Звездочка. Маленький значок в форме пятиконечной звезды, отлитый из тусклого металла, но с тщательно выгравированной надписью по краю.

Лев поднес его ближе к глазам, разбирая знакомые, выцветшие буквы: ТЫ ЛУЧШИЙ. ГОРЖУСЬ ТОБОЙ. НИКОГДА НЕ СДАВАЙСЯ.

Он замер, глядя на значок, словно не веря своим глазам. Вот оно. То самое. Воспоминание, такое яркое и болезненное, что он спрятал его глубоко-глубоко, накрыв годами ожидания и страха.

Губы его задрожали. Он медленно поднес значок к груди, прижимая холодный металл к тонкой ткани футболки, туда, где бешено колотилось сердце. Отец. Его слова. Его вера.

И словно в ответ на это безмолвное узнавание, мир вокруг начал меняться. Черный, удушливый туман, что все еще клубился за заколоченными окнами вагона, вдруг стал светлеть, истончаться.

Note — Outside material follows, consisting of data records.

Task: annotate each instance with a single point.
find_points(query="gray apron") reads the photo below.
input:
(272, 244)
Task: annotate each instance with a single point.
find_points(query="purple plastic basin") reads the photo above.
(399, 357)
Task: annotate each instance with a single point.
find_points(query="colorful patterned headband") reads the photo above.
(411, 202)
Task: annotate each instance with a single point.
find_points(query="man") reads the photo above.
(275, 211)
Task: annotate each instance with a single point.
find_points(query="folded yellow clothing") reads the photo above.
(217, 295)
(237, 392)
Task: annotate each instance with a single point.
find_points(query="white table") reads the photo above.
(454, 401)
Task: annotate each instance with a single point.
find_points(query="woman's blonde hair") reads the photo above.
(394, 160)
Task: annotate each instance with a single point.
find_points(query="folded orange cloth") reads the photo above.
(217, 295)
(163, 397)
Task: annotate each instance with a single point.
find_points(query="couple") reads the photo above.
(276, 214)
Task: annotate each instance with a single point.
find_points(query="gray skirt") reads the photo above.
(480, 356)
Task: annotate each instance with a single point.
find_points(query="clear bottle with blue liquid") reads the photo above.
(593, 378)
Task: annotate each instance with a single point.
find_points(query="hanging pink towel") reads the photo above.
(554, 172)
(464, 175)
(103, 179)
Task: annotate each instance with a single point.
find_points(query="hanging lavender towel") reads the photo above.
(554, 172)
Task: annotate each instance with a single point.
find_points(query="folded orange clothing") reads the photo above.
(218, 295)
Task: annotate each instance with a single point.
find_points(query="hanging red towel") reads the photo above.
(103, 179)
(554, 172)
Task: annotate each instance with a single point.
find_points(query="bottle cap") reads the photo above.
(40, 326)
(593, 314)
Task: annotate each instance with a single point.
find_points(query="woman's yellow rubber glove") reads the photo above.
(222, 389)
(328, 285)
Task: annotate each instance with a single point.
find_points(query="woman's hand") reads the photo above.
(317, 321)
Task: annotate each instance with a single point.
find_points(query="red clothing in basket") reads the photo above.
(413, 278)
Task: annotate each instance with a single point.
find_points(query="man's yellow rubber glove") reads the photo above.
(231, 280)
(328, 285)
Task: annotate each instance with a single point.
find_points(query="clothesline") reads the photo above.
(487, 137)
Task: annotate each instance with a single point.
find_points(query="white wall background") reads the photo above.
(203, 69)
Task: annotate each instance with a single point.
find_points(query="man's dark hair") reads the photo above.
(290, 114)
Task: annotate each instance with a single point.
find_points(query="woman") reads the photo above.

Он превращался в легкое, теплое, молочно-белое сияние, которое мягко окутало вагон снаружи.

Мрак рассеивался, и сквозь проясняющуюся дымку проступили очертания спокойного, залитого мягким солнцем пейзажа – зеленая трава, раскидистые деревья, мирный летний день.

Удары и скрежет прекратились. Размытые фигуры, заменившие кошмарных скелетов, теперь отчетливо напоминали врачей в белых халатах, их лица были неясными, но на них читались ободрение и… улыбки?

Даже внутри комнаты стало светлее. Краски на плакатах с динозаврами сделались ярче, пыльные игрушки словно посвежели, ожили.

Комната-убежище переставала быть просто убежищем, она наполнялась светом принятия.

Глава 12. Признание.

Глеб молча наблюдал за этой удивительной метаморфозой, за мальчиком, стоящим посреди своей оживающей памяти. – Это не конец, Лев, – тихо сказал он. – Это новое начало.

Лев медленно поднял глаза. Испуг исчез из них без следа. Осталась лишь тихая, глубокая печаль, но теперь она была светлой, смешанной с пониманием и любовью.

– Он хотел, чтобы я помнил… – прошептал Лев, слезы блестели на ресницах, но не падали.

– Не чтобы грустил. Чтобы… жил. Он снова посмотрел на звездочку в своей руке, сжимая ее так крепко, что металл врезался в ладонь.

– Я готов, – сказал он уже тверже, глядя не на Глеба, а куда-то вдаль, сквозь стены сна, навстречу реальности.

В тот момент, когда он произнес это слово, значок в его руке вспыхнул. Не воображаемым светом, а настоящим, ощутимым теплом и сиянием.

Он стал якорем, точкой связи между сном и явью, между памятью и будущим.

Лев ощутил, как эта точка тянет его, зовет обратно. Комната, пейзаж за окном, фигура Глеба – все стало стремительно блекнуть, растворяясь в ослепительной, всеобъемлющей вспышке чистого белого света. Возвращение началось.

Первым вернулся звук – настойчивый, ритмичный писк кардиомонитора.

Затем – ощущение прохладной ткани под спиной, легкое давление диагностических датчиков на висках. Лев медленно открыл глаза.

Потолок процедурной. Настоящий. Он моргнул раз, другой, привыкая к резкому свету ламп после мягкого сияния сна.

Глубокий, ровный вдох наполнил легкие настоящим воздухом. Пульс на мониторе бился ровно и уверенно.

Он вернулся. Он был здесь. Дверь капсулы со щелчком открылась. В проеме стояла доктор Коваленко, ее взгляд был прикован к показаниям приборов, затем метнулся к лицу Льва.

Тревога на ее лице сменилась изумлением, потом – облегчением.

– Лев? – ее голос был напряженным от сдерживаемых эмоций.

– Ты… ты вернулся. Она перевела взгляд на соседнюю капсулу, где все еще неподвижно лежал Глеб.

Буквально через несколько секунд его ресницы дрогнули, и он тоже открыл глаза. На его губах играла слабая, усталая улыбка.

– Получилось, – тихо произнес он. Лев повернул голову. Их взгляды встретились – долгий, безмолвный взгляд между мальчиком, вырвавшимся из плена собственного горя, и человеком, который показал ему путь.